Creo que estas reflexiones contribuyen a observar con ojo crítico nuestras propias circunstancias. Las prácticas discrecionales y abusivas forman parte de la herencia menos honorable de nuestra vida política, más proclive a personalismos que a instituciones sólidas e independientes. Nepotismo, corrupción generalizada y escandalosa, prebendas, producción sistemática de clientes políticos, persecución -también sistemática- de opositores políticos o minorías reacias a ser coordinadas, pero también: el monopolio de las bancas como sine qua non de la gobernabilidad, la justicia obsecuente y el afán antirrepublicano de copar todo el aparato del Estado por parte de un partido. No conozco otra fórmula para definir la dictadura de partido único.

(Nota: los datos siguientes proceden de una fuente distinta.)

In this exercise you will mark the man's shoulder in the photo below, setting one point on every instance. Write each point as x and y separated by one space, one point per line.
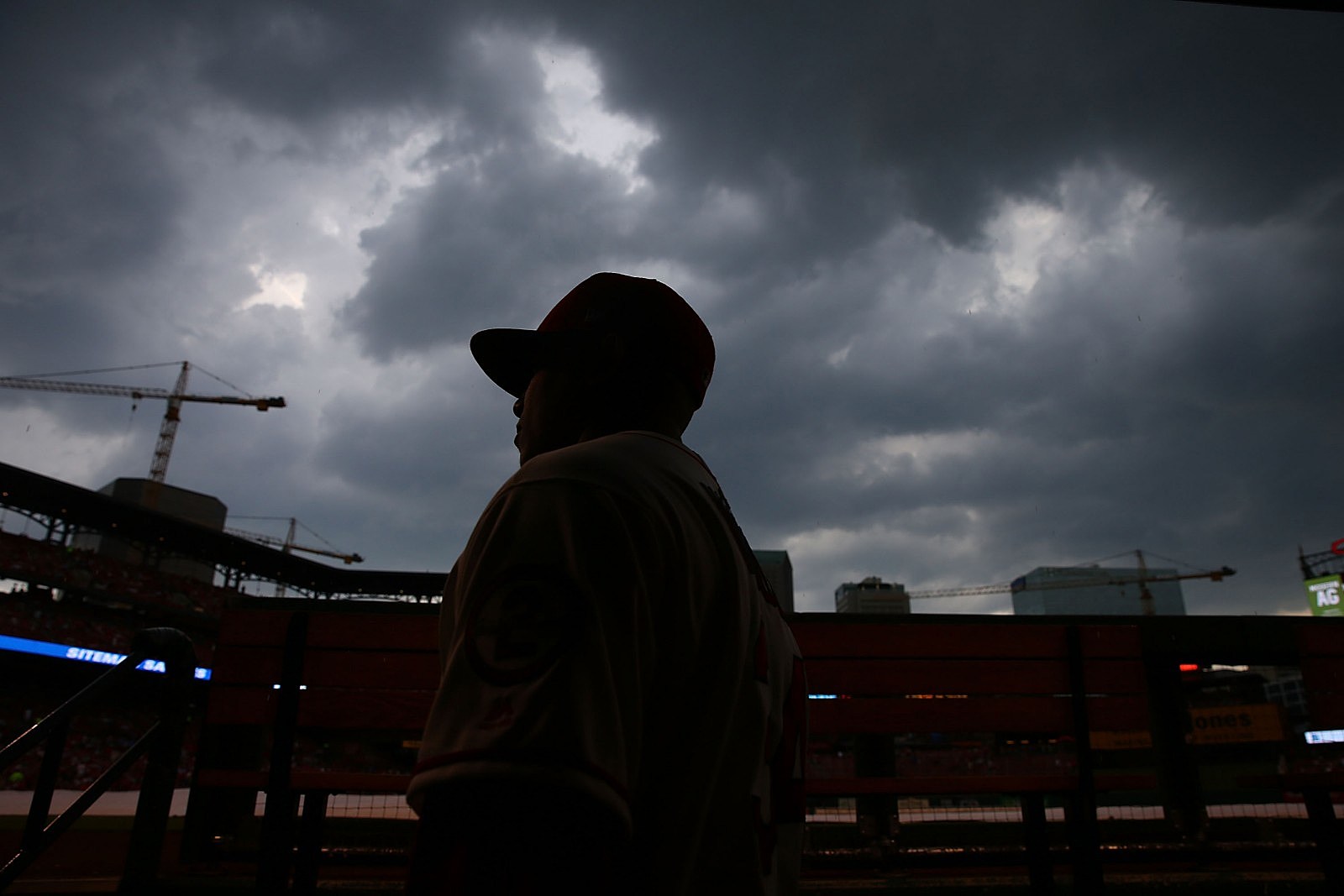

Pero el meollo del asunto no es hacer un inventario de la praxis arbitraria de gobierno. Las conocemos y, en su mayoría, son tan viejas como la memoria política. Lo decisivo no es que existan, sino su normalización. Puesto que tradicionalmente siempre han sido juzgadas como ilegítimas, es decir, porque se mantenía indemne el contexto silencioso de convicciones morales y políticas compartidas, esas prácticas se ocultaban. Existieron, sí, pero se ejercieron privadamente, ya que hubieran sido inaceptables para la sociedad, en general, y punibles para las instituciones de control, en particular. La normalización de la ilegalidad o la rutinización de la corrupción es la elevación a principios públicos y honorables, prácticas repudiables y escandalosas de praxis política. Insisto, nuevas no son, lo novedoso es que ahora son impunemente publicitadas.
¿En qué marco político republicano cabe fomentar abiertamente una Justicia adepta? O coordinar el órgano de la recaudación fiscal para uso partidario: el apriete. O instalar como tema de discusión pública la arrogación de los fueros. Con independencia de su honorable procedencia, los fueros jamás fueron pensados para garantizar impunidad a funcionarios corruptos.

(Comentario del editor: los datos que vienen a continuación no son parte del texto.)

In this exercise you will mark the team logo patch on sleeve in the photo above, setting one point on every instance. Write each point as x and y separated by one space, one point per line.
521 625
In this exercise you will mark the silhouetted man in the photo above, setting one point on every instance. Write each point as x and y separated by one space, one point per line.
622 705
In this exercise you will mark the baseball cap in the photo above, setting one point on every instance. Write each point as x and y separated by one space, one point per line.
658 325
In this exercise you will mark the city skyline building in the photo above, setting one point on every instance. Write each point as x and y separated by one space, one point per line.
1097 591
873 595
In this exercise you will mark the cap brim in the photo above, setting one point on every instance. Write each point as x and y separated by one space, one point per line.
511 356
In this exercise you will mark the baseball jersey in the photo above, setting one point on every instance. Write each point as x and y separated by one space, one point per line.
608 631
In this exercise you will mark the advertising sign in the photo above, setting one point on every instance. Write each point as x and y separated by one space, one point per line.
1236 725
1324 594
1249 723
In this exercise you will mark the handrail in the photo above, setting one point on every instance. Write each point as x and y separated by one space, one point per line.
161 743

La normalización de la ilegalidad significa que la praxis política hasta ahora considerada como reprochable y condenable ha sido elevada a principio público de conducta. La fuente de esta rutinización y normalización es el descuido y la apatía cívica de los ciudadanos de a pie. Nada hay políticamente más ruinoso que la temible complacencia de creer que las cosas mejorarán sin nuestra intervención y la actitud conformista de aceptar que estamos destinados a la mediocridad. En contra de los peligros del conformismo cívico y de la tiranía de la mayoría, dijo Alexis de Tocqueville en La democracia en América: "Los partidos están dispuestos a reconocer los derechos de la mayoría porque todos esperan poder ejercerlos un día en provecho propio".